The Unwinding: An Inner History of the New America
George Packer
Without being didactic, Packer shows how America has been hollowed out — or “unwound” — in the last couple decades. He follows three ordinary Americans as they struggle in the new, grim economic environment. He intersperses brief biographies of entertainers, writers, businesspeople, and others. He never shoves the tragedy of economic dislocation in the readers’ faces or screams “how can we let this happen?” He doesn’t have to.
Gone Girl
Gillian Flynn
A nicely-done he-said, she-said thriller. Good observations about the dynamics of marriage. I was disappointed in the ending, which essentially leaves the reader with no one to root for.
Travis McGee & Me: Reflections on the Man from Slip F-18
D.R. Martin
I’ve followed Martin’s Travis McGee blog for some time and hoped to find something new here. However, this book is just a lightly-edited compilation of his blog entries. It’s essentially a collection of plot summaries of all the Travis McGee novels, which is fine as far as that goes. People looking for a more insightful analysis of McGee will have to look elsewhere.
An Antarctic Mystery
Jules Verne
In 1897, Jules Verne published this book, which is essentially a sequel to Edgar Allan Poe’s The Narrative of Arthur Gordon Pym. So little was known about Antarctica at that time that authors like Verne and Poe felt free to write their own imaginings on the tabula rasa of the white continent. This book reads like a love letter to Poe, whom Verne clearly holds in awe. As a book, though, it’s more revealing of how Antarctica was perceived in the artistic imagination of the 19th century than anything else.

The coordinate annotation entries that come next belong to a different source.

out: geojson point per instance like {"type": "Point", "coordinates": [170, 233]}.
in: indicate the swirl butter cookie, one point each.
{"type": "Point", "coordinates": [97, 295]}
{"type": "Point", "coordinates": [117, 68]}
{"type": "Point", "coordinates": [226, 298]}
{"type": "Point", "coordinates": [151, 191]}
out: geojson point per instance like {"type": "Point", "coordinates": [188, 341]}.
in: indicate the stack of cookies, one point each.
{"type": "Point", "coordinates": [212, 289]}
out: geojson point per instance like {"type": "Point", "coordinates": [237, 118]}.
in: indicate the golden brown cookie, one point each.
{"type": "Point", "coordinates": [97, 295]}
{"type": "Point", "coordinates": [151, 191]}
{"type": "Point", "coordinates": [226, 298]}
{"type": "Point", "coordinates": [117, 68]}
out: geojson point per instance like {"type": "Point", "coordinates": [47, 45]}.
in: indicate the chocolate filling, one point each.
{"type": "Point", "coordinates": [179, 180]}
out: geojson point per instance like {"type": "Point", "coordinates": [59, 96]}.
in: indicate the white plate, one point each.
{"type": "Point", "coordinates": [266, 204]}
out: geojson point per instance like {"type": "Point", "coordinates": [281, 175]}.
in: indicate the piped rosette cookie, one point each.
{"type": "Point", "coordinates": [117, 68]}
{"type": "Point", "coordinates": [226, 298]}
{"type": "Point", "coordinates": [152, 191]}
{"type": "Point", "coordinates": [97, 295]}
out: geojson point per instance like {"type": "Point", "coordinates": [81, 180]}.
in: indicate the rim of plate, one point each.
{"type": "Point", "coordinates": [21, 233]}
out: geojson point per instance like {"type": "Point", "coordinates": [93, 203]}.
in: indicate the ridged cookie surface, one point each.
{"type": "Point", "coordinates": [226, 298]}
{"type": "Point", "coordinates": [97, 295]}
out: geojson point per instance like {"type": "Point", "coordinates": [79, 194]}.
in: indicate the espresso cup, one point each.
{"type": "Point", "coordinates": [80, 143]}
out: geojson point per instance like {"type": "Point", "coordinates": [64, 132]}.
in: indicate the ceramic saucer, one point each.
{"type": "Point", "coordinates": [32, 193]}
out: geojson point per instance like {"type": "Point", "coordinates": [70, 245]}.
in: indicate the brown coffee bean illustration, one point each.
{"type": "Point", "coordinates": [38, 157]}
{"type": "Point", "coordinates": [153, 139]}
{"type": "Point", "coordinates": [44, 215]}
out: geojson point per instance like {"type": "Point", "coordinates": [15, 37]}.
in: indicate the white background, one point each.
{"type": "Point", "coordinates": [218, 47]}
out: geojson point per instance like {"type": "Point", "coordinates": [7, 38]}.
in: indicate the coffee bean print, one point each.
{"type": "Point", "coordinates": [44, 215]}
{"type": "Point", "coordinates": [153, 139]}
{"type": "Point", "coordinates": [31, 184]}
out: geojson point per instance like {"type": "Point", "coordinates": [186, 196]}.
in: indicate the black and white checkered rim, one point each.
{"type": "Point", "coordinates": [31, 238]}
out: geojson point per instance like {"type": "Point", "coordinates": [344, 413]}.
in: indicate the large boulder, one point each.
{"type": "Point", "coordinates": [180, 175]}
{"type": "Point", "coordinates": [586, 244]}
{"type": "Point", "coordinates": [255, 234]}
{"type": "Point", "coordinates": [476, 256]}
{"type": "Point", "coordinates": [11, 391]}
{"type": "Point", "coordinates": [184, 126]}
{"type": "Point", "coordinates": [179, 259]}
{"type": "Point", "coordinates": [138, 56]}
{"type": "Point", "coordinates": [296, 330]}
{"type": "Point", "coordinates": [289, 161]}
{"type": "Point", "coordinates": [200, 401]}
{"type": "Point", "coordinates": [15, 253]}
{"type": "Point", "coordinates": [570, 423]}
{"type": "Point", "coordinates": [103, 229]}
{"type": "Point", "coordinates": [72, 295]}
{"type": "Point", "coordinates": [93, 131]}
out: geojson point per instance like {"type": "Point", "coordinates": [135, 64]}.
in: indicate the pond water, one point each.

Will You Take Me As I Am: Joni Mitchell’s Blue Period
Michelle Mercer
I became obsessed with Joni Mitchell’s “Blue” album last summer when I was traveling from Asia to America to North Africa. Travel is the main theme of the album, especially the conflict between the urge to be with old friends and lovers and the urge to venture out into the new. This book explores how Mitchell came to write the songs on the album. Interesting, but not quite the in-depth textual analysis I had hoped for.
A Bullet For Cinderella
John D. MacDonald
This was one of the hard-boiled novels MacDonald turned out before he created Travis McGee. It’s interesting to hear his voice in this different context, but compared to the McGee series, it’s a journeyman effort.
Station Eleven
Emily St. John Mandel
For the first 80% of this novel, I was ready to name it as the best book I’d read all year. It seems like a response to all the apocalyptic zombie/plague movies and books this century has produced. In this book, a flu pandemic wipes out more than 99% of the human population. One band of survivors travels around the Great Lakes playing classical music and performing Shakespeare. On their caravan is printed “Because survival is not enough.” It’s a book about the urge to make art and to touch the sublime even in — or especially in — terrible times. Unfortunately, Mandel couldn’t sustain the wonder or the tension, and in the last 20% all narrative tension and even unique characterization seem to vanish.